Television remains the key information source, both before and during disaster, with young respondents also favoring social media and the internet and elder residents preferring television and radio. Many respondents did not have adequate first-aid knowledge and few showed correct responses to a typhoon warning signal. Only 39.4% had an evacuation kit. In logistic regression, correct responses to first aid questions and a typhoon warning signal were significantly associated with kit preparation (OR 2.023, 95% CI 1.233−3.318, p=0.005). Residents with elderly household member(s) were significantly less likely to do so (OR 0.554, 95% CI 0.333−0.922, p=0.023).
Community resilience-building programs should tailor information provision to different age groups with a focus on the family caregivers of elderly residents. There is a need to promulgate first-aid training and disaster education in the community.
A second article titled ‘How Do Doctors and Nurses in Emergency Departments in Hong Kong View Their Disaster Preparedness? A Cross-Sectional Territory-Wide Online Survey.' was published on 23 August 2017 in the Journal Disaster Medicine and Public Health Preparedness.
To assess the level of all-hazards disaster preparedness and training needs of emergency department (ED) doctors and nurses in Hong Kong from their perspective, and identify factors associated with high perceived personal preparedness.
This study was a cross-sectional territory-wide online survey conducted from 9 September to 26 October, 2015.
The participants were doctors from the Hong Kong College of Emergency Medicine and nurses from the Hong Kong College of Emergency Nursing.
We assessed various components of all-hazards preparedness using a 25-item questionnaire. Backward logistic regression was used to identify factors associated with perceived preparedness.
A total of 107 responses were analyzed.
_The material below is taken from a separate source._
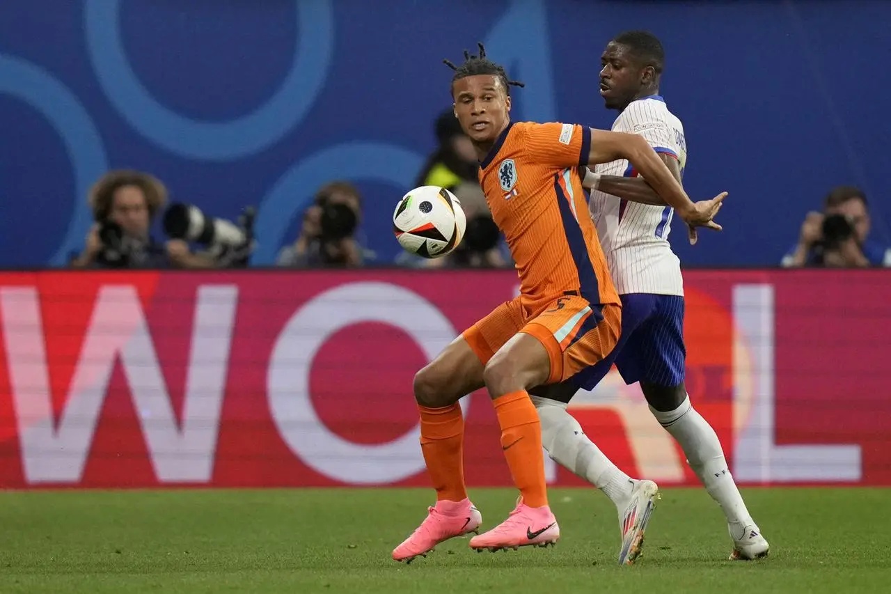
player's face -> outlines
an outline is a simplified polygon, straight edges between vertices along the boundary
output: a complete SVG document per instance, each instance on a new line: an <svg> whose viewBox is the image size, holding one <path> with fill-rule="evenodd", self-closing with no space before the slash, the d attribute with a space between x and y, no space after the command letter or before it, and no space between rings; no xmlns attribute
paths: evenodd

Respondents lacked training in disaster management, emergency communication, psychological first aid, public health interventions, disaster law and ethics, media handling, and humanitarian response in an overseas setting. High perceived workplace preparedness, length of practice, and willingness to respond were associated with high perceived personal preparedness.
Given the current gaps in and needs for increased disaster preparedness training, ED doctors and nurses in Hong Kong may benefit from the development of core-competency-based training targeting the under-trained areas, measures to improve staff confidence in their workplaces, and efforts to remove barriers to staff willingness to respond.
A third article titled 'Self-efficacy and barriers to disaster evacuation in Hong Kong' was published on 20 September 2017 in the International Journal of Public Health.
To investigate specific challenges to Hong Kong’s capacity for effective disaster response, we assessed perceived barriers to evacuation and citizens’ self-efficacy.
Global positioning system software was used to determine random sampling locations across Hong Kong, weighted by population density. The resulting sample of 1023 participants (46.5% female, mean age 40.74 years) were invited to complete questionnaires on emergency preparedness, barriers to evacuation and self-efficacy. Latent profile analysis and multinomial logistic regression were used to identify self-efficacy profiles and predictors of profile membership.
Only 11% of the sample reported feeling prepared to respond to a disaster. If asked to evacuate in an emergency, 41.9% of the sample cited significant issues that would preclude them from doing so. Self-efficacy was negatively associated with barriers to disaster response so that participants reporting higher levels of self-efficacy cited fewer perceived barriers to evacuation.
Hong Kong has established effective strategies for emergency response, but concerns regarding evacuation and mobilisation remain. The findings indicate that improving self-efficacy for disaster response has potential to increase evacuation readiness.